Wanted to see if any one knew of any open bass tournaments coming up in the next 3 or 4 weeks.


----------



## Harbor Hunter (Aug 19, 2007)

Cash For Bass Lake Erie 8-18.


----------



## ja[email protected] (Aug 14, 2013)

GLLS Open Toledo Division at Cullen Park Toledo Ohio.contact me for info


----------



## ranger373v (Oct 26, 2012)

finhunters on the ohio river.sept 22, $100/boat no member fee, $10 big bass. usually a great turn out, going out of tanners creek.

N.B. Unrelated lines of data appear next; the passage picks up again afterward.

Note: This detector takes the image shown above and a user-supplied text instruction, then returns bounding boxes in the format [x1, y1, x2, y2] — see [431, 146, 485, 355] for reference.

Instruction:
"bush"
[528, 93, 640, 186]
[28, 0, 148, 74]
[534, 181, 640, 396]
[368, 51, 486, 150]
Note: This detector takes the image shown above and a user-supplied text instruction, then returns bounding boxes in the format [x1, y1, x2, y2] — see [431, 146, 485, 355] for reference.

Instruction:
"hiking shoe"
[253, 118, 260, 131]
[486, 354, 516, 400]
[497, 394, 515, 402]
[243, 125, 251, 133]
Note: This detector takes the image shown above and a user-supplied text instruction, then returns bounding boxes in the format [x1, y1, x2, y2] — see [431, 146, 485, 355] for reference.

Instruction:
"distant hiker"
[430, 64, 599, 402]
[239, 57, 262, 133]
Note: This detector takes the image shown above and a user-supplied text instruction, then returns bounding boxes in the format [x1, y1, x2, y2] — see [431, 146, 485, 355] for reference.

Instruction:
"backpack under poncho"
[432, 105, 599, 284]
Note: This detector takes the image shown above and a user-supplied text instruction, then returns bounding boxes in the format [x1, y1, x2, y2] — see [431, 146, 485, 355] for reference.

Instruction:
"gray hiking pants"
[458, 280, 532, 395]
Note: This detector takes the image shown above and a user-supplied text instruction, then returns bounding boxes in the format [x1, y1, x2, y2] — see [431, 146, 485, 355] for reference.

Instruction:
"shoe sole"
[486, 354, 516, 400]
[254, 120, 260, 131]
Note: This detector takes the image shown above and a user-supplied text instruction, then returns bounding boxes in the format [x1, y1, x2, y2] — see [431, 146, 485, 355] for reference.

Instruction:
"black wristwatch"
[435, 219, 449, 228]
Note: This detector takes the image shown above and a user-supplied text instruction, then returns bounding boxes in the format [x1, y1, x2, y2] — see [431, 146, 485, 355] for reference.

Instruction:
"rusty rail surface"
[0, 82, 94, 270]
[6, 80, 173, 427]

would love to have you join us!


----------



## jonzun (Jun 11, 2004)

Pleasant Hill Open this Sunday Aug 18, 7-3pm. $100 entry payout $1000 for first. JONZUN


----------



## jeepin_85 (Jan 20, 2012)

Hey, thanks fellas. Anything next weekend 24 and 25th I believe. Never took a bass boat on Erie. Don't know if Im totally ready for that.


----------



## Nipididdee (Apr 19, 2004)

http://www.dobass.com/100PERCENT.html

http://www.dobass.com/2013WEBFORMS/NOAA/CHAUTAUQUA.html

http://www.dobass.com/ohiobasstournaments.html

out of your region... but several make the trip from Central Ohio though 

nip


----------